DDoS attacks have evolved during the first quarter of 2015, with the majority lasting a shorter time but packing a greater punch. A record breaking 334Gbps attack, targeting a network operator in Asia, was also discovered in Q1.
According to the Q1 2015 global DDoS attack data from Arbor, the majority of attacks were short-lived, with approximately 90% lasting less than 1 hour.
Arbor’s ATLAS threat intelligence infrastructure claimed to have recorded 25 attacks which are larger than 100Gbps.
Arbor said that the recent large-scale attacks on enterprise and service provider networks used a reflection amplification technique, which allowed the attackers to confuse the original sources of that attack traffic and magnify the amount of traffic they generated.
The technique uses Simple Service Discovery Protocol (SSDP), Network Time Protocol (NTP) and DNS servers and targets poorly configured and protected devices on the Internet providing UDP services, and service providers who do not implement filters to block traffic with a ‘forged’ source IP address.

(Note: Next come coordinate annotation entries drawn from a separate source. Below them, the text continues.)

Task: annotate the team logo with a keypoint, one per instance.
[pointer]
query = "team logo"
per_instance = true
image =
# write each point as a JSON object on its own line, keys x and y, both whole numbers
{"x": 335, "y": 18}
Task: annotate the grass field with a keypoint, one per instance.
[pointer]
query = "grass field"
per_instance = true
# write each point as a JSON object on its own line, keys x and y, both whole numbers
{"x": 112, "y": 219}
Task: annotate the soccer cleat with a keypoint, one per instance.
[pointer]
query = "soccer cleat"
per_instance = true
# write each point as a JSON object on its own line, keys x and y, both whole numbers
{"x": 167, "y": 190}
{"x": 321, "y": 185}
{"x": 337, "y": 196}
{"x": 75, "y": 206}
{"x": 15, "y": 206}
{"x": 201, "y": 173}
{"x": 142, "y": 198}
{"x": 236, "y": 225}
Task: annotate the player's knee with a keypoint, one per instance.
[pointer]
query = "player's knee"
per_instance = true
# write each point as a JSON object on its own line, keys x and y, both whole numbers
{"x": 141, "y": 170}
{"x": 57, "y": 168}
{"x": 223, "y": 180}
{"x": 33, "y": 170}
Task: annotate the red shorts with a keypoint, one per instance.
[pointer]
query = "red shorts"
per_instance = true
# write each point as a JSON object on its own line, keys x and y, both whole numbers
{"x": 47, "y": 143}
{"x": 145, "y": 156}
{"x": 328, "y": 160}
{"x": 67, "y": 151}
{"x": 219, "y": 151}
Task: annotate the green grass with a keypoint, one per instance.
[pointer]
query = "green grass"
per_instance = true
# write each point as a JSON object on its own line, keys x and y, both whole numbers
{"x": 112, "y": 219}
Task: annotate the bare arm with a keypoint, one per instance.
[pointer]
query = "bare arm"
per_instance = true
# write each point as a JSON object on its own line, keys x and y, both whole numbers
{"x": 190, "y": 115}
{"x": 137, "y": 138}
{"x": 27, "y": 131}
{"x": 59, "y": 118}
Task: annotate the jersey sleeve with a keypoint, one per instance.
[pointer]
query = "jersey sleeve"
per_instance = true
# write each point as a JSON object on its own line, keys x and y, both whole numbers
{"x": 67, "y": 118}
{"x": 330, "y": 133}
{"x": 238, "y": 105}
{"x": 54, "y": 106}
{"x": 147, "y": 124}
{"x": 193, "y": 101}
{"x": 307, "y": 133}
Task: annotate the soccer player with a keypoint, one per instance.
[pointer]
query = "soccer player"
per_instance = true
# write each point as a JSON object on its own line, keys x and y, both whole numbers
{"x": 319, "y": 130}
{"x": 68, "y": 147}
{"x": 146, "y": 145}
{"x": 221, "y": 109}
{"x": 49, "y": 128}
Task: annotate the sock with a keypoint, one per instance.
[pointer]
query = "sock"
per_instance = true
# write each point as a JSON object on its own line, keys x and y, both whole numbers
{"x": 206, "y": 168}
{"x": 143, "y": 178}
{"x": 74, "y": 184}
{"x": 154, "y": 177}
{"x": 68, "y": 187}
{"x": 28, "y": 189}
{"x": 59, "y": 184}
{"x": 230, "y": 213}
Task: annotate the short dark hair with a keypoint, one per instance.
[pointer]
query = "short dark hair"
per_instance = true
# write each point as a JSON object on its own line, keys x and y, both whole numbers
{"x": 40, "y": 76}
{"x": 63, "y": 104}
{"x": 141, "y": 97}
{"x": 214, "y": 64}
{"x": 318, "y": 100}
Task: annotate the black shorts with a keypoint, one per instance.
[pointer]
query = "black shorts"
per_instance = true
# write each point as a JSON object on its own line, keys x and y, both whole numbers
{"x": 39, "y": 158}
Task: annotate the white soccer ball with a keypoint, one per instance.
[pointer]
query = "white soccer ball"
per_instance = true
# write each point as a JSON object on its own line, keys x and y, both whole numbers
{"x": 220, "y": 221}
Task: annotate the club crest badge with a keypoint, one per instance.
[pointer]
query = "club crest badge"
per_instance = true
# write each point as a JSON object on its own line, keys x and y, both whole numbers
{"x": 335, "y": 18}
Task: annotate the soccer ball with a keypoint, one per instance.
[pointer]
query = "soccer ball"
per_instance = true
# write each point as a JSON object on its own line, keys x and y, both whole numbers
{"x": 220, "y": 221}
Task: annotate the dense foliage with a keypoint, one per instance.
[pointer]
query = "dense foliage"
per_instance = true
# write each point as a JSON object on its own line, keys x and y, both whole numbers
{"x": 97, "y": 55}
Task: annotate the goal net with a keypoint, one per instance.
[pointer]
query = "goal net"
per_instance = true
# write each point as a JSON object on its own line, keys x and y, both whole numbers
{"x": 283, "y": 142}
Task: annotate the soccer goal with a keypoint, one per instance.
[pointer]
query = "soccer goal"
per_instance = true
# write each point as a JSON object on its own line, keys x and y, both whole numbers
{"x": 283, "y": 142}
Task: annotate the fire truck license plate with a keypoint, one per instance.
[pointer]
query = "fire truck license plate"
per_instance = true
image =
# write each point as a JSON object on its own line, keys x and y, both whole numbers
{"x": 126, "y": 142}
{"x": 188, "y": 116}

The report also highlighted changing techniques used by attackers, which showed 126,000 attacks performed by SSDP reflection in Q1 2015, which is a drastic increase from just three SSDP reflection attacks detected in Q1 2014.
Arbor noted that volumetric attacks have increased in size and frequency over the past 18 months, with application-layer attackers noted as being pervasive.
Arbor has recommended the use of multi-layered defence, which integrates on-premise protection with cloud-based protection against higher magnitude volumetric DDoS attacks.
Arbor Networks Solutions Architects director Darren Anstee said: "Attacks that are significantly above the 200Gbps level can be extremely dangerous for network operators and can cause collateral damage across service provider, cloud hosting and enterprise networks."